Saturday, October 07, 2006

After the flood: Katrina recovery update

In the months since Hurricane Katrina, the Brookings Institution has been tracking reconstruction efforts with a “Katrina Index.” The group’s recent year-in-review report found some signs of life and hope in metropolitan New Orleans: the housing market seemed to be moving again, with home rehabilitation and demolition proceeding apace and rents on the rise; many hospitals and schools had reopened; tourists were returning. But there was also plenty of bad news.
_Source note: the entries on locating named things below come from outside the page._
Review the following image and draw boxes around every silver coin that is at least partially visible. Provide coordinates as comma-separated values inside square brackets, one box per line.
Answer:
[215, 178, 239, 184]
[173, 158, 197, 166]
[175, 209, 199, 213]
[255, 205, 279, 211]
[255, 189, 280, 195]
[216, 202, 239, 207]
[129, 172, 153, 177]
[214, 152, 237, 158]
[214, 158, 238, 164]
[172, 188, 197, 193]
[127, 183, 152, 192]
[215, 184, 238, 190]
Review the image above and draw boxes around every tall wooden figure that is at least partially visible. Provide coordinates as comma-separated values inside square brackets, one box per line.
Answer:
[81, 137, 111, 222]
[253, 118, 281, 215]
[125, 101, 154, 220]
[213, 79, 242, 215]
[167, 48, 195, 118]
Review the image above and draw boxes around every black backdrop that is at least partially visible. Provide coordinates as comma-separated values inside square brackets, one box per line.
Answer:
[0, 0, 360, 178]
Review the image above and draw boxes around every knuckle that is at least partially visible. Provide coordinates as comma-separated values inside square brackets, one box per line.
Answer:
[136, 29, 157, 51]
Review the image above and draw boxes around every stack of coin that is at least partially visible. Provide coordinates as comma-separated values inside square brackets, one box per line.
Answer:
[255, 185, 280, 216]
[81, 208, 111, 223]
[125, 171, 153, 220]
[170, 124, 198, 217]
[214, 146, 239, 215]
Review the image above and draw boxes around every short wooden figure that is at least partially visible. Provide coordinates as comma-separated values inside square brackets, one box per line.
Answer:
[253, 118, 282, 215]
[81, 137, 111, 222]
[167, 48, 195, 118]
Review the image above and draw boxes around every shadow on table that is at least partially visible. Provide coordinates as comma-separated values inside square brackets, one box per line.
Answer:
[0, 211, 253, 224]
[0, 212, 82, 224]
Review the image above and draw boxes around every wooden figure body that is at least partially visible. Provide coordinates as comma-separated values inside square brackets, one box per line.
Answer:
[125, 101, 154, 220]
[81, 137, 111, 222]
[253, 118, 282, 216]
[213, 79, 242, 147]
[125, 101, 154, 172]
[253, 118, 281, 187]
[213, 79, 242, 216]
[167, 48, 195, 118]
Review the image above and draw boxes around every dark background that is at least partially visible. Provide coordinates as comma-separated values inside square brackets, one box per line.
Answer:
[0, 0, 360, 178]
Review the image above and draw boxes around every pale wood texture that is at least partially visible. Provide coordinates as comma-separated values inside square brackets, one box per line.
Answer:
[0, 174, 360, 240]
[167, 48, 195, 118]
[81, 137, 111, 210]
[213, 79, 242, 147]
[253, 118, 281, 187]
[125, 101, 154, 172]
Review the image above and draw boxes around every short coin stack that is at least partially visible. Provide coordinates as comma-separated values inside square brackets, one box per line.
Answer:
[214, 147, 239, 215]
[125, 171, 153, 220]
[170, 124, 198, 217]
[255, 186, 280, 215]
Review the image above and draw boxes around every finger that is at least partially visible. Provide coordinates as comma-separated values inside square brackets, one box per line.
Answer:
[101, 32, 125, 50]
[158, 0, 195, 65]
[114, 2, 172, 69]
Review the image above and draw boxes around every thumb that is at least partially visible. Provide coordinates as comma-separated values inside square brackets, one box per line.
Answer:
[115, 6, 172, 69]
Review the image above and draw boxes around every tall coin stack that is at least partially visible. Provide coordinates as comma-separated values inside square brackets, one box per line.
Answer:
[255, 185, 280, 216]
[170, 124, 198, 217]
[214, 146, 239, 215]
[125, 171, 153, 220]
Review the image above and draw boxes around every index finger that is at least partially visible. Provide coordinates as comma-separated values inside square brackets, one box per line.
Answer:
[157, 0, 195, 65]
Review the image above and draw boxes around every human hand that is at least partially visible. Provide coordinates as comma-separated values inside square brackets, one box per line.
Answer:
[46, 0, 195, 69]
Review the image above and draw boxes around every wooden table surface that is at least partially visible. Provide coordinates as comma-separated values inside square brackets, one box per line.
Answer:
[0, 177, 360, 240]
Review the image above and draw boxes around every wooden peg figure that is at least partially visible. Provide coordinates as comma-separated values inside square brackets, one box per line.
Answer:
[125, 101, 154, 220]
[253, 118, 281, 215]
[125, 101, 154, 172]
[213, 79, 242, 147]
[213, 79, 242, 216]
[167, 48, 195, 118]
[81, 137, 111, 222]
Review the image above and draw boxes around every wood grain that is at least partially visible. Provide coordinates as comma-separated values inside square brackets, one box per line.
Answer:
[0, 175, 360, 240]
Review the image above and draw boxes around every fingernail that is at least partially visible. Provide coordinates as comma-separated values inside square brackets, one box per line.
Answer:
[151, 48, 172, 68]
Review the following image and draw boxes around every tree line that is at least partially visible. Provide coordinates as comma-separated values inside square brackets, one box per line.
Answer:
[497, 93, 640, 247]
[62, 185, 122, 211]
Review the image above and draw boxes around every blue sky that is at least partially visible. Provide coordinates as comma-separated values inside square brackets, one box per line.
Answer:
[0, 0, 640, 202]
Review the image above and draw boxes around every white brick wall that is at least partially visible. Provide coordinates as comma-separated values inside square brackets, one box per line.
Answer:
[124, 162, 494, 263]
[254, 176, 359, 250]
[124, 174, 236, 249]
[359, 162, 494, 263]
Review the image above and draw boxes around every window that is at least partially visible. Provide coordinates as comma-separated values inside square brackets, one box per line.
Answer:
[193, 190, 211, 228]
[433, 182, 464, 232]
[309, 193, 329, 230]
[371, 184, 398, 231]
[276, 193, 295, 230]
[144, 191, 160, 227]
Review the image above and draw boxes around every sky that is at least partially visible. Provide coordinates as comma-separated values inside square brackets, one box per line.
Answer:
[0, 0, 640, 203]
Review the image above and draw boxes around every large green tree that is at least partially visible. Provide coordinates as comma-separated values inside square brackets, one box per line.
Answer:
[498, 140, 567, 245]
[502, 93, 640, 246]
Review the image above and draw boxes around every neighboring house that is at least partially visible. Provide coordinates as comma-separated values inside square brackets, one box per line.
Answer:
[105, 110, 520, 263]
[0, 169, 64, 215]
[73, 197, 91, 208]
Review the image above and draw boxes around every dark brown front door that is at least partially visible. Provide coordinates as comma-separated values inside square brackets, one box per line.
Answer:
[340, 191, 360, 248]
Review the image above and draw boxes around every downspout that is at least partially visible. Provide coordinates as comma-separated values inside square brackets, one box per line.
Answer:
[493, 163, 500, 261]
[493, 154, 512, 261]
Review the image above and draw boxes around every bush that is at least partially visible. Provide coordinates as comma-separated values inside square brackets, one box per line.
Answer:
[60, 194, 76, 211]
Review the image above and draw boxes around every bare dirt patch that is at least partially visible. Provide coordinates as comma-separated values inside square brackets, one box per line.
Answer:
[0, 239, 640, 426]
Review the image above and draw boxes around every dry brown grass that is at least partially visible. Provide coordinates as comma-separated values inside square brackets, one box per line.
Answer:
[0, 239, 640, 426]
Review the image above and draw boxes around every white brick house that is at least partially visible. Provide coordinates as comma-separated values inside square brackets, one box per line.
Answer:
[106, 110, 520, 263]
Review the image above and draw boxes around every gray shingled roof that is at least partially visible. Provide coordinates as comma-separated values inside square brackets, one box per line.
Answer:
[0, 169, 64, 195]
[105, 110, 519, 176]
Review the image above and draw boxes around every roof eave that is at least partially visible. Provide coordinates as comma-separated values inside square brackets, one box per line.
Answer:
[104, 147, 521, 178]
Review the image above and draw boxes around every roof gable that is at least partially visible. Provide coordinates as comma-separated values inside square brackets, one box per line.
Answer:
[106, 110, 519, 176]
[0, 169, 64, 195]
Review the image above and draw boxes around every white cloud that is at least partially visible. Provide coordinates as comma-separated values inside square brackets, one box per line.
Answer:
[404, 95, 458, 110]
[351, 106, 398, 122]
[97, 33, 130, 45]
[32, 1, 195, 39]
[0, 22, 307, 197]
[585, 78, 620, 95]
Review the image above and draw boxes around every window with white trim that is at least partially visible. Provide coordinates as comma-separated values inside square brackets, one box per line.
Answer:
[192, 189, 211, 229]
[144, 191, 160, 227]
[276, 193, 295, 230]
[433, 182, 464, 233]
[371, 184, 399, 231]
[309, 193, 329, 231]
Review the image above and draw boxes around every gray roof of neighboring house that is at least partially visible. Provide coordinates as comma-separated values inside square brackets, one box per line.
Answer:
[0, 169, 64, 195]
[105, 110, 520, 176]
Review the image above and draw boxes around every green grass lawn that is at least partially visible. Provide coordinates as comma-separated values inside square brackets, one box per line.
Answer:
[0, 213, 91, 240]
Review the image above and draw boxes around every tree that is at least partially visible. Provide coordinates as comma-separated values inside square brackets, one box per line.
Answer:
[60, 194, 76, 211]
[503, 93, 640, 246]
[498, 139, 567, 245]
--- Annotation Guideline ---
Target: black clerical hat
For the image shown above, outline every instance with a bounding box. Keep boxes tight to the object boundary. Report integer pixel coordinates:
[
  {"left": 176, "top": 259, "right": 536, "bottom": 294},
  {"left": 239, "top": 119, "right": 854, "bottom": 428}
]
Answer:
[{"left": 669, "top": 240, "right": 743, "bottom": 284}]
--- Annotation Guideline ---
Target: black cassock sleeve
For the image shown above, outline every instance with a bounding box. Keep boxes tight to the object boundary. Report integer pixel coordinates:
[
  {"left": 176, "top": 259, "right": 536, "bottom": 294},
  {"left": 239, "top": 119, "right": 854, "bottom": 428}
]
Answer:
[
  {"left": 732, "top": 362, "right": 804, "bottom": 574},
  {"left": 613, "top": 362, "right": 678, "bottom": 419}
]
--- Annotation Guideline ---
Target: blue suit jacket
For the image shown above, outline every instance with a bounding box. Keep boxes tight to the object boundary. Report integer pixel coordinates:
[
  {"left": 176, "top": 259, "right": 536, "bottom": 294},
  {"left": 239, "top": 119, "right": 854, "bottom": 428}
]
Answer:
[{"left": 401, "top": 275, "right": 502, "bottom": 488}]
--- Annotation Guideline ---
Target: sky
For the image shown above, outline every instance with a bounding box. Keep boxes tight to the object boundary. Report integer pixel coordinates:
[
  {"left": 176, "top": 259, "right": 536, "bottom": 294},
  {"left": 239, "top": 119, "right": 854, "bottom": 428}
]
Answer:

Fewer than half of all bus and streetcar routes were running, a proportion that hadn’t budged since January; only a third of the region’s restaurants and grocery stores had reopened, as had fewer than a quarter of child-care centers. Gas and electricity were flowing into 40 percent and 60 percent respectively of the homes and businesses that received those services before the hurricane struck. This mixed picture reflects not just the lack of power in large parts of the city, but also the failure of hundreds of thousands of New Orleanians to return.

Six months after the hurricane, the city’s labor force had dropped by a third, from 633,759 to 429,469; as of August it stood at just 444,153, and the unemployment rate was rising faster than the growth of the labor force.

Source:
Atlantic Monthly | Primary Sources

Click here for pdf version of the Katrina Index.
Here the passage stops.